The “personal” part goes back to the 1960s, when Lena Vidone, who died last August after a brief illness and whose portrait now hangs in the birth center, was struggling with infertility issues after nine years of marriage.
Dr. Vidone said that after graduating from Yale School of Medicine and completing two years in the Navy, he took a job at Yale as an assistant professor of pathology and met Dr. C. Lee Buxton, chair of the department of obstetrics and gynecology at the Yale School of Medicine and chief of obstetrics and gynecology at Yale New Haven Hospital.
“His field was infertility and he took my wife on as a patient,” said Dr. Vidone.
Dr. Buxton found that Lena needed surgery to reverse her infertility, which was caused by polycystic ovarian disease – a problem now treated with hormones. The procedure was a success.
The couple went on to have three children who today are a nurse, a dentist and a lawyer.
“My wife always felt very much indebted to him for this,” said Dr. Vidone.
In fact, shortly before her mother died, said Debra Vidone Levine – born in 1965 and the eldest of the children – she gave Debra the appointment card that Dr. Buxton had given her in 1964.
“She kept it and gave it to me,” said Mrs. Levine, who works as a nurse in the Family Health Center at St. Raphael and has two boys.
“Throughout my whole life, my mother always told me about her infertility problem,” she said. “It was so important to her that Dr. Buxton was able to help her have a family.”
For both of her parents, she said, “Their heart and soul is the Hospital of St. Raphael. My mother was always donating her time here. Her social life, friends, everything was focused around the hospital. So this birth center in her memory is very much in line with how she lived.”
The Vidones also have a daughter, Linda, the dentist, in Massachusetts; and a son, Marc, the lawyer, in New Jersey.
After working at Yale, Dr. Vidone became chairman of pathology at Charlotte Hungerford Hospital in Torrington.
In 1977, he joined St. Raphael’s as chairman of the pathology department. He began working with Dr. Brian Rigney, who is acting chief of obstetrics and gynecology at St. Raphael, to implement gynecological cancer conferences at the hospital. They now routinely discuss their gynecological cancer cases twice a month.
Dr. Vidone left the post of chairman in 2003 but still works part-time at St. Raphael’s as an attending physician.
“I think it’s important for the city to have another fine birthing center like this,” said Dr. Vidone, “and St. Raphael’s is at the forefront of medical care.”

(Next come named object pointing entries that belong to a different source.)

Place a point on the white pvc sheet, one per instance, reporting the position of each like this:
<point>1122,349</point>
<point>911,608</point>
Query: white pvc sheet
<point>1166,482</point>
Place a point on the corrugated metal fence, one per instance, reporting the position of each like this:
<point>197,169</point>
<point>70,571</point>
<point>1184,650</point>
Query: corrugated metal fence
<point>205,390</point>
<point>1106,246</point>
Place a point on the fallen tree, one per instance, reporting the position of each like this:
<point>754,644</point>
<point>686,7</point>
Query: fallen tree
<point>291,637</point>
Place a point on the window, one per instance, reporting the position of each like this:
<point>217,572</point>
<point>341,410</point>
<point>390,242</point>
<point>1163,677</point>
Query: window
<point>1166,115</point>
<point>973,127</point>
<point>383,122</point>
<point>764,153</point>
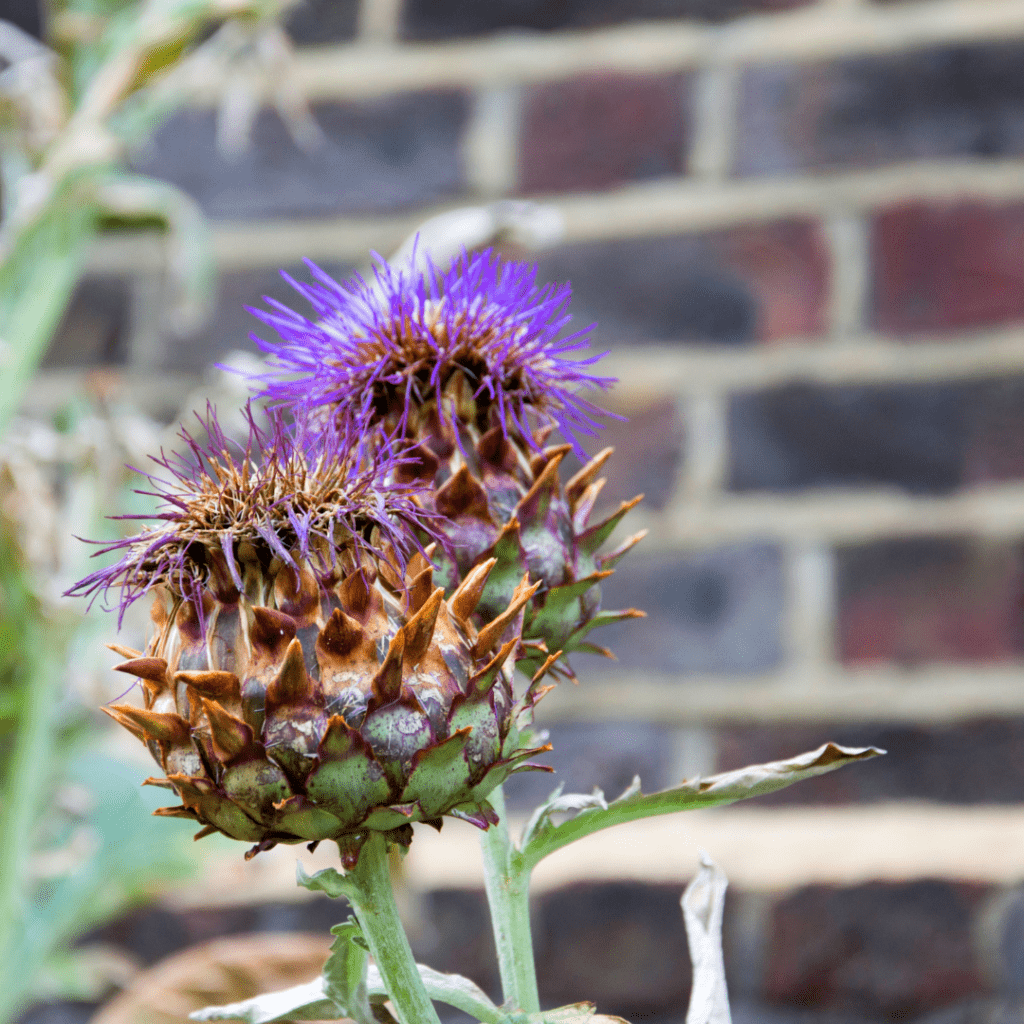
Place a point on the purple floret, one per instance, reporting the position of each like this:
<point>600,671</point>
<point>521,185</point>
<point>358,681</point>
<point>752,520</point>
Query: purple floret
<point>398,338</point>
<point>289,492</point>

Last year, 1,180 babies were born at St. Raphael’s. The hospital also offers advanced services for premature and at-risk babies, including the newborn intensive care unit and special testing, and care for high-risk patients in the maternal fetal medical unit.
The renovation included six labor and delivery rooms, 11 postpartum rooms and the lobby.
“It’s a great, beautifully done renovation of the unit that makes it a warm and intimate setting while providing the latest in medical care,” said Dr. Vidone.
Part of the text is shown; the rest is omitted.